Mengapa Universitas Oxford di Inggris Hasilkan Banyak PM dan Presiden?
SATUHARAPAN.COM – Dalam persaingan untuk menjadi pemimpin Partai Konservatif - yang secara otomatis akan menjadi Perdana Menteri Inggris - sudah pasti akan ada satu pemenang: Universitas Oxford.
Kebanyakan elite Pemerintahan Inggris, dalam laporan Yuri Vendik dari BBC News Rusia, edisi 21 Juni 2019, bersekolah di universitas itu dan ini bukan kebetulan.
Tiga dari empat calon yang masih bersaing untuk memperebutkan posisi ketua Partai Konservatif bersekolah di Oxford.
Mereka adalah Boris Johnson, Michael Gove, dan Jeremy Hunt.
Hanya Savid Javid yang tidak berasal dari sana.
Awalnya ada 11 orang yang bersaing, delapan berkuliah di Oxford dan lima di antaranya berasal dari jurusan yang sama.
Dari 12 perdana menteri Inggris sejak Winston Churchill, sembilan bersekolah di Oxford.
Theresa May yang baru mengundurkan diri dari posisi perdana menteri bahkan bertemu suaminya, Philip, di Oxford.
Mereka dikenalkan oleh Benazir Bhutto, yang juga bersekolah di sana, dan kemudian menjadi Perdana Menteri Pakistan.
Pada dekade 1970-an, Bhutto merupakan ketua Oxford Union, salah satu klub debat paling bergengsi di Inggris.
Bergabung dengan klub ini merupakan bagian dari proses pembelajaran bagi mereka yang punya ambisi politik yang serius.
Theresa May (waktu itu namanya masih Theresa Brasier) dan para calon kuat PM Inggris saat ini, Boris Johnson, dan Michael Gove, pernah bergabung di sana.
Profesor Geoffrey Evans dari Universitas Oxford mengatakan bahwa itu semua terkait dengan koneksi.
“Kalau Anda kuliah di Oxford dan berhasil membuat kesan baik di klub debat, maka Anda akan bertemu dengan orang yang bisa membantu karier Anda di politik.”
Filosofi, Politik, dan Ekonomi
Pada tahun 1920, Universitas Oxford memperkenalkan jurusan yang diberi nama Filosofi, Politik dan Ekonomi, dikenal dengan nama PPE. Tak butuh waktu lama untuk jurusan ini meraih reputasi memunculkan para pemimpin dan kepala negara.

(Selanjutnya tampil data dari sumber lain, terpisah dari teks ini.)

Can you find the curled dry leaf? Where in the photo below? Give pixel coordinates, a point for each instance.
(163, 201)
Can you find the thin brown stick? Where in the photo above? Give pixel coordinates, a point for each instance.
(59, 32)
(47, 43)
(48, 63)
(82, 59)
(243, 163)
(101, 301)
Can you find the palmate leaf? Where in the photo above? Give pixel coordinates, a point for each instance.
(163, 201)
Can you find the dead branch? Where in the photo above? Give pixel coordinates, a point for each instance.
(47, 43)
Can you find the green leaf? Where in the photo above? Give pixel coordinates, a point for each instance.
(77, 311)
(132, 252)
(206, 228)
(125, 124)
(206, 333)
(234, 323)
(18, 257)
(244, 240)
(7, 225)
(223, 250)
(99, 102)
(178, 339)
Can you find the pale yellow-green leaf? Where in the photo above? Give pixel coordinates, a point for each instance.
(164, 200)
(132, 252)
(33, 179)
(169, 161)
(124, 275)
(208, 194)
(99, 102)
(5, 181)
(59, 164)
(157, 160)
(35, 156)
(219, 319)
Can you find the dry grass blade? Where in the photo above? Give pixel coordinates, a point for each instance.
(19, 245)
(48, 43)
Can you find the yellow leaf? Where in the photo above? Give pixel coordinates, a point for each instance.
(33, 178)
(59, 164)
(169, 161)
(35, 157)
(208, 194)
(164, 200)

Dalam sejarahnya yang nyaris satu abad, jurusan ini telah menghasilkan nama-nama berikut:
•Tiga orang Perdana Menteri Inggris: Edward Heath, Harold Wilson, dan David Cameron.
•Tiga orang Perdana Menteri Australia: Tonny Abbot, Malcolm Fraser, dan Bob Hawke.

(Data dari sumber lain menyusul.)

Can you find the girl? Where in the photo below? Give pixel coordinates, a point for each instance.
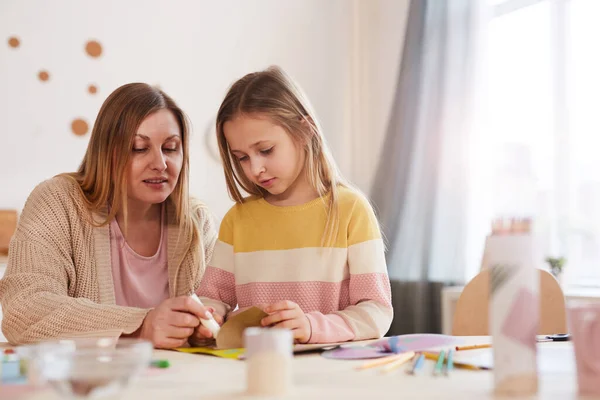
(116, 247)
(305, 246)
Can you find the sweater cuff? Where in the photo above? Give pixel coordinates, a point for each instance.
(138, 315)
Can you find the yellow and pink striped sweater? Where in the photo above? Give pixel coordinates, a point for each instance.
(267, 253)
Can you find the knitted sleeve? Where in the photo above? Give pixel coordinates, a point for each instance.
(217, 288)
(44, 274)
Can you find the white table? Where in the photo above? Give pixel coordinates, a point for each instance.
(205, 377)
(450, 295)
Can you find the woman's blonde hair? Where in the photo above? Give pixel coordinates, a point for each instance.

•Empat Perdana Menteri dan Presiden Pakistan: Liaqat Ali Khan, Zulfiqar Ali Bhutto, Benazir Bhutto, Imran Khan, dan Farooq Leghari.

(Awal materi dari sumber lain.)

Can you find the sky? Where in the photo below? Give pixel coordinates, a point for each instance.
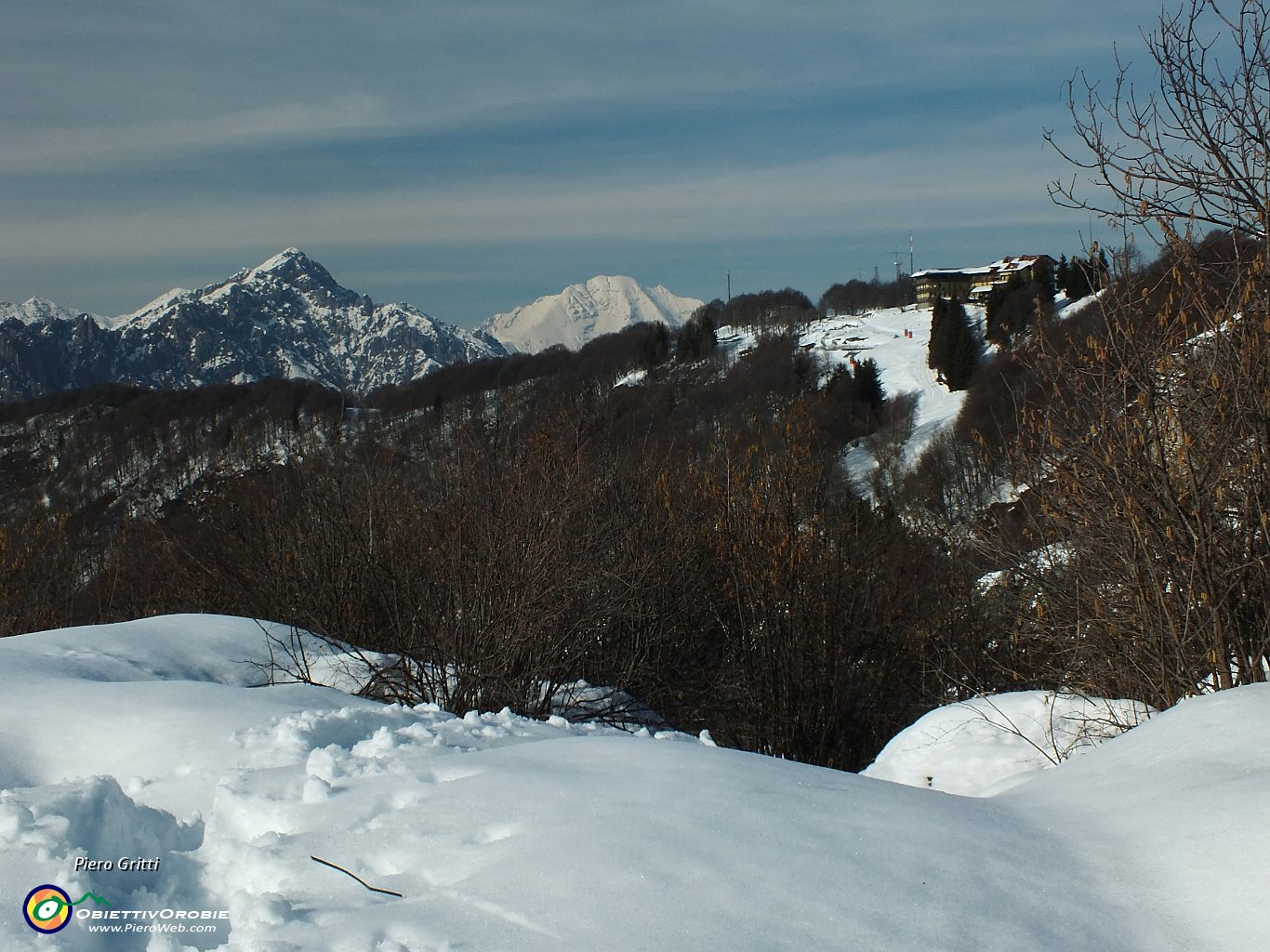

•Dua Presiden Ghana: Kofi Abrefa Busia dan John Kufuor.
•Dua Perdana Menteri Thailand: Kukrit Pramoj dan Abhisit Vejjajiva.
•Seorang Perdana Menteri Peru: Pedro Pablo Kuczynski.
•Seorang penasihat negara Myanmar: Aung San Suu Kyi.
Mereka ini baru orang-orang yang berhasil mencapai posisi puncak saja.
Peraih Nobel Perdamaian Malala Yousafzai sekarang juga sedang kuliah di jurusan PPE di Oxford juga.
Elite yang Penuh Privilese
Proporsi yang berlebihan lulusan Oxford dalam elite pemerintahan terjadi jauh sebelum universitas itu sendiri.
“Universitas Oxford adalah puncak dari sistem pendidikan yang menolak mereka yang tumbuh tanpa latar belakang dan koneksi yang tepat,” kata Profesor Evans.
“Proses eliminasi terjadi sejak tahun-tahun awal pendidikan dan berlanjut di seluruh jenjang dalam sistem pendidikan.”
Sebagai salah satu universitas top dunia, Oxford menarik banyak mahasiswa yang cemerlang. Namun, kasus di Inggris, Oxford menjadi tempat bagi murid dari sekolah swasta mahal yang menghasilkan sejumlah besar murid yang berambisi besar.
Baru-baru ini Oxford berjanji akan memperbaiki hal ini dengan menerima lebih banyak mahasiswa dengan latar belakang murid yang kurang beruntung dan nilai yang lebih rendah.
Apa Buruknya?
Bagi mereka yang tak punya perangkat bantu seperti koneksi dan “garis darah”, mereka harus menghadapi perjuangan yang lebih keras.
Terlebih lagi, sistem pemilu di Inggris mempersulit kemungkinan adanya orang di luar sistem untuk membentuk partai baru yang bisa membuat mereka meraih cukup suara.
Artinya, orang-orang yang punya ambisi politik tak punya pilihan kecuali bertarung di dalam sistem melawan elite yang terlahir dengan privilese dan koneksi ini - dalam sistem dua partai dominan seperti sekarang.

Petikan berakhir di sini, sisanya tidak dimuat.